Change happens whether we invite it or not, whether we notice it or not.
The person who walked into French Truck Coffee in 2023 is as different from me today as New Orleans in summer is from New Orleans in winter — same geography, entirely different ecosystem.
We are never standing still, even when we think we are. The changes we fear as catastrophic disruptions are just more visible symptoms of the evolution happening beneath the surface all the time, like suddenly noticing your child is taller after months of imperceptible growth.

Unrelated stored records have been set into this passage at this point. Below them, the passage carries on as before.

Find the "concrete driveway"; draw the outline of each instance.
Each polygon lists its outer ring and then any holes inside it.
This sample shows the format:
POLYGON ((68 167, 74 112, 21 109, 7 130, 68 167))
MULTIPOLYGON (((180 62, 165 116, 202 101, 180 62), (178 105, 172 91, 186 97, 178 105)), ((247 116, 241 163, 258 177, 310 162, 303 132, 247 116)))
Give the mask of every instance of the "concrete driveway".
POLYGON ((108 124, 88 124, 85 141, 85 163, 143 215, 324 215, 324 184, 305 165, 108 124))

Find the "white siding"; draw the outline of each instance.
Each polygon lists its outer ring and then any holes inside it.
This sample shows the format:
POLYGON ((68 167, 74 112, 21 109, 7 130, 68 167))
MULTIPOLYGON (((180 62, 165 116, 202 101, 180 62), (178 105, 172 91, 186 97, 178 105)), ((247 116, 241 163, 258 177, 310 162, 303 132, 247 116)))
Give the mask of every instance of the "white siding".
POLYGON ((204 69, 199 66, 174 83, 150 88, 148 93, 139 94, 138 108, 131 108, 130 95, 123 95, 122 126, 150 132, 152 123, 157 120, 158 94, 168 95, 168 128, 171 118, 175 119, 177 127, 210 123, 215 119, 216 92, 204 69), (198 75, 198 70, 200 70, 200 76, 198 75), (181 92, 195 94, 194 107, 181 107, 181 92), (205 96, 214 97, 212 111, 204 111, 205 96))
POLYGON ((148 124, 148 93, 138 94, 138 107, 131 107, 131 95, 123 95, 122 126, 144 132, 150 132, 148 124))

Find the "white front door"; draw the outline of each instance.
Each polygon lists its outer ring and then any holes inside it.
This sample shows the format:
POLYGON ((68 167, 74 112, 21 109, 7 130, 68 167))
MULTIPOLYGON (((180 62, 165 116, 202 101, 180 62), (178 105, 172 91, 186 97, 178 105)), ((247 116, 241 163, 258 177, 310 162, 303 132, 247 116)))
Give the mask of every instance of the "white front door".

I find a peculiar comfort in this.
Because it means that the changes we resist most fiercely are often just markers of what's already been brewing. Looking at reality that way, the question shifts — it isn't whether things will change, but rather how we will meet the long-coming change when it finally breaches our awareness.
Who will I be when I return to French Truck Coffee next year? I have no earthly idea. But I know for certain she'll be a person I haven't met yet. And she'll be carrying a book with my name on it — both familiar and strange, both me and not-me.
Whoever she is, I hope she gives herself to it fully. Because I’d rather be in the flow of life, than fighting against it.